Sewing machine terms from A to Z
The cylinder that holds the thread for the underside of the stitches formed by a sewing machine.
Bobbin work
Use specialist threads, yarns and ribbons that will not fit through the needle. Wind the threads onto the bobbin and sew from underneath the fabric to create decorative effects.
Computerised sewing machine
A computerised machine is ideal for sewers who want to advance their sewing abilities. If you want precise results, a computerised machine enables you to control the exact stitch length and width. This type of machine features a wide range of stitch designs and lettering styles to create bespoke projects - some machines feature the option to design your own stitches. Computerised machines also feature easy-to-use touch button control pads and LCD screens
Drop Feed
Allows the user to lower the feed dog out of the way for free motion sewing (usually for embroidery, monogramming and quilting)
Feed Dog
Saw shaped teeth that feed the fabric. As the needle stitches, the feed dogs grab the fabric, moving it under the presser foot
Innov-is Continuous Automatic Pressure System. Senses fabric thicknesses and adjusted the pressure for super smooth stitching over varying fabrics.
Knee Lift
Allows you to lift the foot of a sewing machine with your knee, and enables you to keep both hands free to handle large projects on the machine.
LED light
Provides clean and effective lighting to the sewing area while using a fraction of the power a traditional bulb uses. LED lights will last the lifetime of the machine.
Mechanical sewing machine
A mechanical sewing machine offers the user all the basic functions they would need and is a great introduction to the world of sewing. Features are selected using a jog-dial and the machine is controlled by a traditional foot pedal. Simplicity doesn't mean a compromise on features as even the basic machines have multiple stitch types - including different styles and widths - automatic needle threaders and bobbin winders.
Open toe foot
An open toe foot provides greater visibility of the needle area, and is ideal for securing edges of appliqué, Sewing curves, topstitching etc.

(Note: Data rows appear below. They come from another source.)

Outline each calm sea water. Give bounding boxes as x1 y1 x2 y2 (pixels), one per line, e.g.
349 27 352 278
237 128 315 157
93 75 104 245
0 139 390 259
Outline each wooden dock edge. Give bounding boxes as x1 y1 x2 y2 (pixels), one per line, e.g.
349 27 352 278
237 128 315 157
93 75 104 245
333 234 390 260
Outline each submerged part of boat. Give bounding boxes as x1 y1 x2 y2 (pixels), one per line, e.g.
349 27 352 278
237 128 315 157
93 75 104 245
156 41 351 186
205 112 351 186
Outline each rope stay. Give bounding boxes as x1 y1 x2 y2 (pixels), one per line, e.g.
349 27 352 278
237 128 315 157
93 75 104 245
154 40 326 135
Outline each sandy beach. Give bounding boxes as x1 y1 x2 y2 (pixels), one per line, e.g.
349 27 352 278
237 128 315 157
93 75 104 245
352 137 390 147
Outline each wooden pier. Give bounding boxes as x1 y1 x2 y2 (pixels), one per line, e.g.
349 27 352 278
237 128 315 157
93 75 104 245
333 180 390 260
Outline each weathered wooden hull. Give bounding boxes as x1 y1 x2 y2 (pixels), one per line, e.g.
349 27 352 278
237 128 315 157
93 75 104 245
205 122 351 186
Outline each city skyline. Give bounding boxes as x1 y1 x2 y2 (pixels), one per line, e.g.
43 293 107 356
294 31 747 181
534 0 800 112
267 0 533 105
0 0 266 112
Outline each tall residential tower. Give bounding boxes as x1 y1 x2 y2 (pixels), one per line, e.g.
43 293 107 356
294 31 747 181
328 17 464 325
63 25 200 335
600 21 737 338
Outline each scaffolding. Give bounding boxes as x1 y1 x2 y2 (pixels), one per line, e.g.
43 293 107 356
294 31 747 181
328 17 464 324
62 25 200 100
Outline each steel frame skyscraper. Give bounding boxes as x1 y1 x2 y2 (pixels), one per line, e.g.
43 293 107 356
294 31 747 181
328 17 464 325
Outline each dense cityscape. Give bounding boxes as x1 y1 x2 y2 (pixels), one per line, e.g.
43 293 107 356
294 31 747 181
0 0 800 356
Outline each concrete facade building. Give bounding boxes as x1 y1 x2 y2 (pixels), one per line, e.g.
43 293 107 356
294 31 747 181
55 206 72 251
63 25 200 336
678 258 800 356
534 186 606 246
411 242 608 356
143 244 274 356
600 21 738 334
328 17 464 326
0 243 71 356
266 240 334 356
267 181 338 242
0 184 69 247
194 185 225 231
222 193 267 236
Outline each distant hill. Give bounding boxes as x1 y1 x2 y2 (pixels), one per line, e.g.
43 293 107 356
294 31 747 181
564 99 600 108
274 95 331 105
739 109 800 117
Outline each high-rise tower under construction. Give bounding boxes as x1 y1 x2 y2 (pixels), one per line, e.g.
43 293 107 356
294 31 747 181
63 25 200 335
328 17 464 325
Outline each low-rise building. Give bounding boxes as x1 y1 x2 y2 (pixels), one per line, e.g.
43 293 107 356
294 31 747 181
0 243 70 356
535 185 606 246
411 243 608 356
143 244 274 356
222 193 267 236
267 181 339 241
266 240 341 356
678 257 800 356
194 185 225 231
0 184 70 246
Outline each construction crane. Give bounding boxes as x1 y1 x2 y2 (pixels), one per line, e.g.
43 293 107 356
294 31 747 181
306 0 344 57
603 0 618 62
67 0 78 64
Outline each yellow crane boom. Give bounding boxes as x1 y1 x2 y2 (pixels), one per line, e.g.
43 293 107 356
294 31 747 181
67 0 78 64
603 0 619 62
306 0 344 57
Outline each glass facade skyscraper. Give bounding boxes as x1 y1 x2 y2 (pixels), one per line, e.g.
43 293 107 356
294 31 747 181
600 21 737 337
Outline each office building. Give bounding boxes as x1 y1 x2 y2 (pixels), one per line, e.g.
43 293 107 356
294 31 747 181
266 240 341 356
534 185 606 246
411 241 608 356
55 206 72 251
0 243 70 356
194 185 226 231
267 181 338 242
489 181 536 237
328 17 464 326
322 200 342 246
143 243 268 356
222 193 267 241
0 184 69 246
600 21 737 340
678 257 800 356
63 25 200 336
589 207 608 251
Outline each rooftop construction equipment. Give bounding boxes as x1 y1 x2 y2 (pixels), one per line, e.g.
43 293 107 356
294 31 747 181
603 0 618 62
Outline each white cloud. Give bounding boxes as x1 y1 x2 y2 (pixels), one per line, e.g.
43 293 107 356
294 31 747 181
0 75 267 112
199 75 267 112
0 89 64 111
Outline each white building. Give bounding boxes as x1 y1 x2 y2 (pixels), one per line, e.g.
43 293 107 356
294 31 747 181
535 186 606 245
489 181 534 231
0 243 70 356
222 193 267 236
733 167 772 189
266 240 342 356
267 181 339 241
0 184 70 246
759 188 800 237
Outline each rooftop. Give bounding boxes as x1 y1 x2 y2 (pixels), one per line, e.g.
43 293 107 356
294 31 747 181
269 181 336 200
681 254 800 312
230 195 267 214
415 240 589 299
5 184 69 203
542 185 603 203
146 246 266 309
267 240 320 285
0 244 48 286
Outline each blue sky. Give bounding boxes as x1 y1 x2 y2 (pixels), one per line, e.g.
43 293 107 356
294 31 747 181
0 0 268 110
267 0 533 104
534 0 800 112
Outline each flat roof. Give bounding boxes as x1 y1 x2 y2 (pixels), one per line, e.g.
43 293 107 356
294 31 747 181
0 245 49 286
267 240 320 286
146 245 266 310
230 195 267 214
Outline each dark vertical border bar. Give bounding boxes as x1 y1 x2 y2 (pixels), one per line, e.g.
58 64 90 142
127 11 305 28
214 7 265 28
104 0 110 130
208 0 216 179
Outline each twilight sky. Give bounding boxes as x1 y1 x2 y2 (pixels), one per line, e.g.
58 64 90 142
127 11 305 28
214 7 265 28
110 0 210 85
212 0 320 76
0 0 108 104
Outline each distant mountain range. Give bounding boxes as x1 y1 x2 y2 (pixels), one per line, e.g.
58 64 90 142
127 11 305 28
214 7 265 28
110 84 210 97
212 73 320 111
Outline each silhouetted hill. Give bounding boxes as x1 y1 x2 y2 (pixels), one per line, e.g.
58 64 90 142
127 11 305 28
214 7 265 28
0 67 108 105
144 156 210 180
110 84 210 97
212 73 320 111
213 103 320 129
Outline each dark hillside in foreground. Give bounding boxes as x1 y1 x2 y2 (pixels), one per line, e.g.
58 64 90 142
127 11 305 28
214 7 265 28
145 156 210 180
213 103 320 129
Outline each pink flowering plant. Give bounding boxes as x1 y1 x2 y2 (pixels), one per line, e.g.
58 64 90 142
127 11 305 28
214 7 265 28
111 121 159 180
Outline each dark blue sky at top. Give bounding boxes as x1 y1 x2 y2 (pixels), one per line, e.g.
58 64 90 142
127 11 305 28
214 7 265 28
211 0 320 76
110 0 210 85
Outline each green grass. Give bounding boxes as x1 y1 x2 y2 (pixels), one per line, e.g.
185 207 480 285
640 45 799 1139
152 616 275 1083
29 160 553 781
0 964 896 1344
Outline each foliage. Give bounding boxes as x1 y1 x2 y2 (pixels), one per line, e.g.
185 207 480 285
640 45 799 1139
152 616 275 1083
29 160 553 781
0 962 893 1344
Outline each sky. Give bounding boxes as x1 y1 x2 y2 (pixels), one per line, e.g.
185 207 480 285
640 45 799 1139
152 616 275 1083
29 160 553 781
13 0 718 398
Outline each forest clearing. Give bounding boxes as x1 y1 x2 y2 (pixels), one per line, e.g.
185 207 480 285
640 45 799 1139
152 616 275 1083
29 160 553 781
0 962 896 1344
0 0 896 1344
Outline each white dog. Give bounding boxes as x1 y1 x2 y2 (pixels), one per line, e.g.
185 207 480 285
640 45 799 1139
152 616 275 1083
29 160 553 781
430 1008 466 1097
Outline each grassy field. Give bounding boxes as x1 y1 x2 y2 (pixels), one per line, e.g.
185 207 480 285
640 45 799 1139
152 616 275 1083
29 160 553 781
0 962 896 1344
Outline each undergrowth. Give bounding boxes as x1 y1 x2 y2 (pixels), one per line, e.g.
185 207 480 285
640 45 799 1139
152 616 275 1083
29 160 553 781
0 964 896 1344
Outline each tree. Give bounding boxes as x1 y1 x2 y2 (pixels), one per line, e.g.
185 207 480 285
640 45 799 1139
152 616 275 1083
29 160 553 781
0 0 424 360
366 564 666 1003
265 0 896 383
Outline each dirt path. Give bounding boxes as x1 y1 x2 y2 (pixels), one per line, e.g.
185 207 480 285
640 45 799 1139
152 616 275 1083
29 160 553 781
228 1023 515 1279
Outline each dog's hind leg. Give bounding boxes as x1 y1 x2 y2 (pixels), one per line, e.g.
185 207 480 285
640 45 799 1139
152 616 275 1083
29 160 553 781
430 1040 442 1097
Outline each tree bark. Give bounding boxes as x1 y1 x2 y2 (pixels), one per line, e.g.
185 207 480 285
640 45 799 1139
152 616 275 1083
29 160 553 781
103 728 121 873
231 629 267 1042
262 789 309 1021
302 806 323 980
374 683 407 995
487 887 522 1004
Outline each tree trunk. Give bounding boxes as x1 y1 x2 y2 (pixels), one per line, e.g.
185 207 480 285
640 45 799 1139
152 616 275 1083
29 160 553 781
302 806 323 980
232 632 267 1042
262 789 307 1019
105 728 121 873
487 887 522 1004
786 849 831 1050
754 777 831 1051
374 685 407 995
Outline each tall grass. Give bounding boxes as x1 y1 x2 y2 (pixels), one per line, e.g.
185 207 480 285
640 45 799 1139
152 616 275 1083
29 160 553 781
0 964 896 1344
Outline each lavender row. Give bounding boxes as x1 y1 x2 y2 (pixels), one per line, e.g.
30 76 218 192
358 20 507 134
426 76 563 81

Overlockers are finishing machines and are used to sew hems, trim excess fabrics, and overlock raw edges in one step to prevent fraying. Overlockers are ideal for simple projects like clothing alterations and sewing knitted fabrics.
Pivoting function
The Pivoting function raises the presser foot automatically whilst the needle is still in the fabric, for easy and accurate rotation of fabric.
Presser Foot
A standard sewing foot, designed to hold the fabric in place whilst it's being stitched.
Presser foot lever
The presser foot lever is used to lower and raise the presser foot.
Quilting Foot
A spring loaded foot which raises and lowers with the needle to allow fabric to be moved between stitches. Ideal quilting, darning and free motion stitching.
Ruffler foot
A Ruffler foot make ruffles with evenly spaced tucks and gathers. As the ruffling blade on the lower portion of the presser foot is moved forward, its teeth cath the fabric and force it forward into gathers or tucks.
Slide speed control
Allows precise adjustment of the sewing speed whilst sewing.
Square Feed Drive System (SFDS)
Square Feed Drive System features a longer sewing foot and improved feed design to give a smooth even feeding action for superior stitch quality on any weight of fabric.
Start/Stop button
Allows sewers to operate a sewing machine without using the foot pedal. Start and stop the machine by pressing a button.
Walking Foot
For use when sewing multiple layers of fabric or when matching fabric prints
Wide Table
An optional accessory item to increase the working area of a sewing machine. It makes handling large projects such as quilts or curtains easier.